L’incredibile teatrino del calcio in occasione del Covid-19 pare essere giunto all’ultimo (ma non è ancora detto) capitolo, quello della Serie C: qui, nel nome di una presunta faida tra il presidente della “Federcalcio”, Gabriele Gravina (a sinistra nella foto), e il suo ex braccio destro Francesco Ghirelli (a destra nella foto) – numero uno della terza serie italiana – abbiamo assistito all’ennesima pantomima. Infatti, se da un lato Ghirelli (in ciò spalleggiato da 51 società su 60) ha ribadito che la Serie C non ha nessuna intenzione di riprendere a giocare, e l’ha pure spiegato, Gravina si è espresso in senso direttamente opposto (leggi anche Il calcio degli squilibri tra presente e futuro).

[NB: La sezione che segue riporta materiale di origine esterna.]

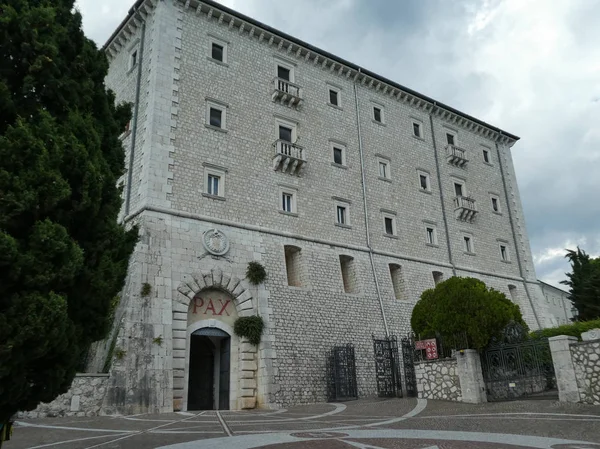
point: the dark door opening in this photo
(208, 387)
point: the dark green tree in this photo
(584, 284)
(63, 257)
(460, 305)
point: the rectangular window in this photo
(215, 117)
(416, 129)
(284, 73)
(486, 156)
(287, 202)
(213, 185)
(217, 52)
(431, 236)
(377, 116)
(504, 252)
(468, 244)
(333, 97)
(458, 189)
(342, 215)
(384, 169)
(389, 225)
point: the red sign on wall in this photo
(429, 346)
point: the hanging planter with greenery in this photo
(250, 327)
(256, 273)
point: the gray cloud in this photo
(528, 67)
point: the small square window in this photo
(284, 73)
(431, 236)
(384, 169)
(417, 129)
(342, 215)
(388, 223)
(217, 52)
(377, 116)
(468, 244)
(334, 97)
(486, 156)
(215, 117)
(504, 253)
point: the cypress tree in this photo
(63, 257)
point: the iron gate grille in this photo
(387, 367)
(342, 374)
(511, 371)
(408, 359)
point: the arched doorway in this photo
(209, 372)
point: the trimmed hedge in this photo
(574, 329)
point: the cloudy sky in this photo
(531, 67)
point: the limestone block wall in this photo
(84, 398)
(586, 361)
(438, 379)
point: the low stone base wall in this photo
(438, 379)
(84, 398)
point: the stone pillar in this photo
(564, 368)
(468, 367)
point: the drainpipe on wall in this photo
(364, 187)
(136, 109)
(439, 176)
(512, 227)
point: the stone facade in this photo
(438, 380)
(586, 360)
(172, 149)
(84, 398)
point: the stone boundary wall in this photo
(586, 361)
(438, 379)
(84, 398)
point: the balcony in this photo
(289, 157)
(464, 208)
(287, 93)
(456, 156)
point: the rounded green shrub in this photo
(466, 305)
(250, 327)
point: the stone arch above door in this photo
(191, 286)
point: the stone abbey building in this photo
(355, 193)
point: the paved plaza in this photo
(367, 424)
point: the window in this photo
(296, 274)
(458, 189)
(504, 253)
(217, 52)
(468, 244)
(377, 114)
(417, 130)
(424, 181)
(214, 180)
(486, 156)
(495, 203)
(342, 215)
(349, 279)
(338, 151)
(397, 281)
(216, 115)
(383, 166)
(431, 235)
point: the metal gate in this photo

Sia ben chiaro, ogni posizione deve essere presa in seria considerazione e analizzata sotto tutti i suoi aspetti a condizione però che sia seriamente motivata e quella di Gravina, in tutta franchezza, a me proprio non lo è sembrata tenuto conto del fatto che il numero uno del calcio italiano si è limitato ad un laconico riferimento alla bellezza della competizione e della sfida tra gli uomini in campo ed alla necessità di permettere il pallone di dire nuovamente la sua.

Argomentazioni decisamente sterili, specie in un periodo di assoluta emergenza sanitaria in cui la parola deve darsi solamente agli esperti e ogni comportamento ha da essere rigorosamente disciplinato da idonei protocolli sanitari. Da Gravina, in tutta franchezza, mi sarei aspettato qualche cosa di più solido e convincente. Per contro credo che la posizione della quasi totalità delle società del campionato di Serie C, in questo con la piena solidarietà del loro rappresentante di punta Ghirelli, non possa essere trascurata anche perché, questa sì, è stata sorretta da ragionamenti assolutamente validi, magari non condivisibili ma di sicuro fondati. Quali?

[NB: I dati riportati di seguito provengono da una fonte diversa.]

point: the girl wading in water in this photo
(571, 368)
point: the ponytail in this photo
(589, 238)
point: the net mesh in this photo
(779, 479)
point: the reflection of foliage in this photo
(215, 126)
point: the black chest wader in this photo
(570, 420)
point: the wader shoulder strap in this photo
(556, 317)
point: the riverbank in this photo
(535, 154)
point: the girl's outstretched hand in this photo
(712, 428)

Principalmente l’assenza di un impianto idoneo a poter garantire il rispetto di un protocollo importante ed impegnativo quale quello ipotizzato per le società di Serie A, a cominciare dalle strutture idonee ad effettuare gli allenamenti in condizioni di sicurezza – sia come campi che come servizi accessori – all’opportunità di tenere gli uomini isolati, magari organizzando trasporti differenziati, allo scopo di prevenire e se del caso di disciplinare eventuali situazioni di positività.

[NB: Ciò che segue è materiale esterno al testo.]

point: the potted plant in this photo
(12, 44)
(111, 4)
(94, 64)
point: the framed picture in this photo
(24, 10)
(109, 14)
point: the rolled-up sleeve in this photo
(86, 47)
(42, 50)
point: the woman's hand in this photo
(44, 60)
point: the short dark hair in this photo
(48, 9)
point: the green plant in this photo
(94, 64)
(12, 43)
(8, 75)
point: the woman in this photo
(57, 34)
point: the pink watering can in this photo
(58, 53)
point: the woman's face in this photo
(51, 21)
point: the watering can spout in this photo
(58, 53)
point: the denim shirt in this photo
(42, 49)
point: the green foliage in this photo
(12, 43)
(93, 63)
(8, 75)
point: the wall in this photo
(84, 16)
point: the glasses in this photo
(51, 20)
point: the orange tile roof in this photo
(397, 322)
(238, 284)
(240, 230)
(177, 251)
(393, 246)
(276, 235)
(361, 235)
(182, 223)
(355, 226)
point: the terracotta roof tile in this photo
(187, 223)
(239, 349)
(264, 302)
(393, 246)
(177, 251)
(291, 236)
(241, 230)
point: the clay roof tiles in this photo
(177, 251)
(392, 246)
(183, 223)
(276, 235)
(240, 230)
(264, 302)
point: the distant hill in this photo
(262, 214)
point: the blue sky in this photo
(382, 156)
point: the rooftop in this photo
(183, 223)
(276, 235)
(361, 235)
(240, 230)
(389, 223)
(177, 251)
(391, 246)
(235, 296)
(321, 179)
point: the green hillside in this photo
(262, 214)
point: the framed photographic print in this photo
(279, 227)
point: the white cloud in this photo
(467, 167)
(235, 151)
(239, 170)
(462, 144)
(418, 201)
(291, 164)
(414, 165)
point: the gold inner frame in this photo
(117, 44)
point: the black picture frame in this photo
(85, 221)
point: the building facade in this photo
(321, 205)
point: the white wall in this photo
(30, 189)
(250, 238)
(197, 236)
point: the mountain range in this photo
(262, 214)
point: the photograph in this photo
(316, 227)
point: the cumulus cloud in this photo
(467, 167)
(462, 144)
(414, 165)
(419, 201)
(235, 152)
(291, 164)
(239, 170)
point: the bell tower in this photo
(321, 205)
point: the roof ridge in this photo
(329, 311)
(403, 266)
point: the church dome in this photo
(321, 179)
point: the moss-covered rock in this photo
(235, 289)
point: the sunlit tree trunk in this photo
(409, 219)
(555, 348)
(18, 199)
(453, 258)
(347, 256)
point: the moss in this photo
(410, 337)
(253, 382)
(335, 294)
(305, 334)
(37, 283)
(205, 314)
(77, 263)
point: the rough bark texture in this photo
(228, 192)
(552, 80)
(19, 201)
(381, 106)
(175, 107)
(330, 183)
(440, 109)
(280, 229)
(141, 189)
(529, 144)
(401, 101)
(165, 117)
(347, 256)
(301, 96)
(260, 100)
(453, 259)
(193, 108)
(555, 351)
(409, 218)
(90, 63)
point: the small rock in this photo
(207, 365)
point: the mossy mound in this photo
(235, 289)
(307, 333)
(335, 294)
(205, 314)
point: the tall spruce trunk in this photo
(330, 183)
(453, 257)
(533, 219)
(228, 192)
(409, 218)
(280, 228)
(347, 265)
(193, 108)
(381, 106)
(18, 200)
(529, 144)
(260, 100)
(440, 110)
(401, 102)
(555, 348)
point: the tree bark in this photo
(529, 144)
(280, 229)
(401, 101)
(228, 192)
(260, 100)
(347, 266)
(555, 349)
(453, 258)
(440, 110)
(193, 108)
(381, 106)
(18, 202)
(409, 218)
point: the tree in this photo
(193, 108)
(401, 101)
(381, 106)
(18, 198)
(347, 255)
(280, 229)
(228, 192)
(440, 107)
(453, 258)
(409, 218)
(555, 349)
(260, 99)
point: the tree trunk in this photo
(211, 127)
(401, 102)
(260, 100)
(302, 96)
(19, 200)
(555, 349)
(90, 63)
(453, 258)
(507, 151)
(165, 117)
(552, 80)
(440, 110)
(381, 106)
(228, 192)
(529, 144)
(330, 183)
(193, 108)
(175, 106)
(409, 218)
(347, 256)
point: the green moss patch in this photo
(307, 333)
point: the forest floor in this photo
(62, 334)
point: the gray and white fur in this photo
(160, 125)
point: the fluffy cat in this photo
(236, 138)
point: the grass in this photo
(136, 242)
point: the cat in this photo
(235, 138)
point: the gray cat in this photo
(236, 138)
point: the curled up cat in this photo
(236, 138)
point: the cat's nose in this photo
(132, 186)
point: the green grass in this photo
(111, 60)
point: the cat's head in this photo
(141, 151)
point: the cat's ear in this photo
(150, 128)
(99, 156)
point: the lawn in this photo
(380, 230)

Detto in altre parole, e non per dar ragione a Ghirelli o al presidente dell’Alessandria Di Masi (che della linea maggioritaria è uno dei più autorevoli e convinti esponenti) ritengo che se 51 società su 60 – che magari fanno già i salti mortali per tenere i bilanci in ordine – affermino che sia opportuno finirla qui, la Federazione giuoco calcio non possa far finta di nulla aggrappandosi alla sola importanza di mantenere viva la competizione, a maggior ragione laddove ci si riferisce a un mondo forse in via di estinzione in cui i pochi presidenti che ancora resistono lo fanno in modo quasi eroico, perlomeno dal punto di vista finanziario.

In cuor mio mi auguro che ci sia ancora la possibilità di tenere fermi ai box le società di C in attesa di un più sereno 2020-2021 ma, se così non dovesse essere, spero almeno che questa sia veramente l’ultima puntata di un teatrino che ha talora rasentato la comicità.